Le mercredi 28 septembre 2016 03:13:11 UTC+2, Jonathan Bober a écrit :
>
>
> Ah, yes, I'm wrong again, as the multimodular in Flint is pretty new. I 
> didn't look at what Sage has until now (flint 2.5.2, which looks likes it 
> uses a fairly simple O(n^4) algorithm). I had previously looked at the 
> source code of the version of flint that I've actually been using myself, 
> which is from June. As I now recall (after reading an email I sent in June) 
> I'm using a "non-released" version precisely for the nmod_mat_charpoly() 
> function, which doesn't exist in the most recent release (which I guess 
> might be 2.5.2, but flintlib.org seems to be having problems at the 
> moment).
>
> I've actually done some fairly extensive real world semi-testing of 
> nmod_mat_charpoly() in the last few months (for almost the same reasons 
> that have lead me to investigate Sage/Linbox) but not fmpz_mat_charpoly(). 
> "semi" means that I haven't actually checked that the answers are correct. 
> I'm actually computing characteristic polynomials of integer matrices, but 
> writing down the integer matrices is too expensive, so I'm computing the 
> polynomials more efficiently mod p and then CRTing. Also, I'm doing exactly 
> what I think Linbox does, in that I am just waiting for the polynomials to 
> stabilize.

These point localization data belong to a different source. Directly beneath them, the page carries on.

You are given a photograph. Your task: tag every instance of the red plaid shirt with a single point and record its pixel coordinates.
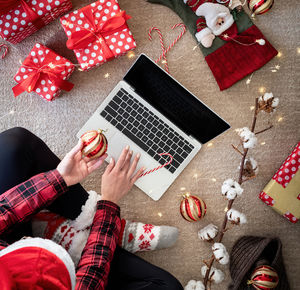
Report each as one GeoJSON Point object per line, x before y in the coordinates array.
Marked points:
{"type": "Point", "coordinates": [26, 199]}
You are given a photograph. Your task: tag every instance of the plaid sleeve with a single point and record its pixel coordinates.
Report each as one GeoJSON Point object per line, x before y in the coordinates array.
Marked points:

Step 2, when it eventually happens, will separately compute the 
> roots of these polynomials numerically, which will (heuristically) verify 
> that they are correct. (Step 3 might involve actually proving somehow that 
> everything is correct, but I strongly fear that it might involve confessing 
> that everything is actually only "obviously" correct.) Once step 2 happens, 
> I'll either report some problems or let you know that everything went well.
>  
>
I don't think computing roots numerically is a good idea, because the 
charpoly is ill-conditionned. It would be interesting to compare outputs 
and timings with other packages, for example giac has its own multi-modular 
charpoly implementation (multi-modular, with probabilistic answer if 
proba_epsilon>0 or certified answer if proba_epsilon=0).